By-and-by we turned a corner ourselves and steered into a channel that presently opened out into a little inland bay, a little port, connected by a toy railway with Launceston. Its little town and wharves, where other ships were loading and unloading, occupied a section of the wooded hills enclosing it; elsewhere the green basin-rim was dotted with nestling homes, and their orchards and gardens. It was towards noon, and I was called to an early lunch, after which the captain appeared in mufti to take me for a walk. We were through the streets in a few minutes, and on a quiet road lined with great holly-hedges, a mighty tree of which, one blaze of scarlet, stood in a garden where the earliest spring flowers were sprouting from rich brown earth such as I had never seen on this side of the world. We followed the course of the bay as it narrowed in amongst the hills until it became a mere woodland brook burrowing under the bushes. The grass was lush and dewy, and the colour of the soil, where the path revealed it, as delightful to English eyes as the colour of flowers. It was too early for more than a sprinkling of these, but I filled my hands with ferns and other vernal treasures that told me what a Paradise the land would be in a few weeks if that was a fair sample of it. We "hustlers" of the mainland think it a fine place to visit in the hot weather, but far too dull and behind-the-times to live in; but to those who love Nature and a quiet home, and find their intellectual resources in themselves, what an ideal environment! "Here," said I to the captain, as we strolled back to the ship, "is where I should like to spend my last days—to rest when work is done." The idea obscured for a time the settled plan of my life, which is to get "Home" somehow before the final event. We sailed in the afternoon, and from the bridge I watched the fading of the green land as I had watched its unfolding, but feeling now that it was my friend for life. Now and then you look into a face which gives you the masonic sign of a natural affinity, absent in fifty faces that ought to be more dear; thus it was with Tasmania, which captured my heart at the first glance.
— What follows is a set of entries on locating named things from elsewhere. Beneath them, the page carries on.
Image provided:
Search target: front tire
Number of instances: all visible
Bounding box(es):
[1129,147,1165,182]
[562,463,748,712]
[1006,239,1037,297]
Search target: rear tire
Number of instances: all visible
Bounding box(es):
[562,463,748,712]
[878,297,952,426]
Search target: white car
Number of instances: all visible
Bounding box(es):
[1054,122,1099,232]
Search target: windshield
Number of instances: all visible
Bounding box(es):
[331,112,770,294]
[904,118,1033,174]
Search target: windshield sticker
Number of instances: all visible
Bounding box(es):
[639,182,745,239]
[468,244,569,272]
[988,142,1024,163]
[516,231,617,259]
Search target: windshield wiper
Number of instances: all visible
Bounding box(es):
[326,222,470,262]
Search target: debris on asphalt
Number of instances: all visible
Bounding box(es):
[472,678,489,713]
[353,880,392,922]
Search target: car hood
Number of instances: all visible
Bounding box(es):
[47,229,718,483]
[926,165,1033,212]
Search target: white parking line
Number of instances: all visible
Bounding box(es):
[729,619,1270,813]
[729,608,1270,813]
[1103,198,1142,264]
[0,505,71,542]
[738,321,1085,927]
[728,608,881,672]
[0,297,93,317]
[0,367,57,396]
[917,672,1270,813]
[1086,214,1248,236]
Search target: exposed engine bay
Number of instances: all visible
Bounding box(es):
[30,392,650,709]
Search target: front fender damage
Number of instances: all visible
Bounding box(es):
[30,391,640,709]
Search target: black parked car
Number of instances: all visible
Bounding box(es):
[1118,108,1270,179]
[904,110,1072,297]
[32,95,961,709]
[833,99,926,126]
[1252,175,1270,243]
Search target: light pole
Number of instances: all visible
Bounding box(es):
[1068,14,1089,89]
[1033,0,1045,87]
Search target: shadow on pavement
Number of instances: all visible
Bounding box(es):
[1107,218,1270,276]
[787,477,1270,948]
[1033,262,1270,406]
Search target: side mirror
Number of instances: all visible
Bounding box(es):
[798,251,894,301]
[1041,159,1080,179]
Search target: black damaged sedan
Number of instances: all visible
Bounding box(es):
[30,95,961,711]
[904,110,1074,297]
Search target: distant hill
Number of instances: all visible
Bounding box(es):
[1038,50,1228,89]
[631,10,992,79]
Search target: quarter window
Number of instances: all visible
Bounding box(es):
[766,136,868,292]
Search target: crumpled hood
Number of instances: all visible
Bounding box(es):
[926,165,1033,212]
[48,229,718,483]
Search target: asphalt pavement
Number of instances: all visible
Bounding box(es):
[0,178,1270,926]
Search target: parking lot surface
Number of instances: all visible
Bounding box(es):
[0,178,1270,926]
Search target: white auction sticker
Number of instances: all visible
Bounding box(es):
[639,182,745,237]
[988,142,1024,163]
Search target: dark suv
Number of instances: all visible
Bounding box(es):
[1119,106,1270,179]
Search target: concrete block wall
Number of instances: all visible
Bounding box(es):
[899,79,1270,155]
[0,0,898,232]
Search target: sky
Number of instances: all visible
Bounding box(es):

The furthest and the chiefest of my few jaunts abroad was to the mother-city of the mother-state—Sydney. And there is no place like Sydney. I am firm on that point, although I am a Victorian, in whom such an admission is rank heresy; and a son of mine who has spent several Long Vacs. there—in summer, when I would not go near it—is even more decidedly of the same mind. It was in the year following that of my illness in hospital, and while I was enjoying my fresh lease of life, that I took the journey after several false starts.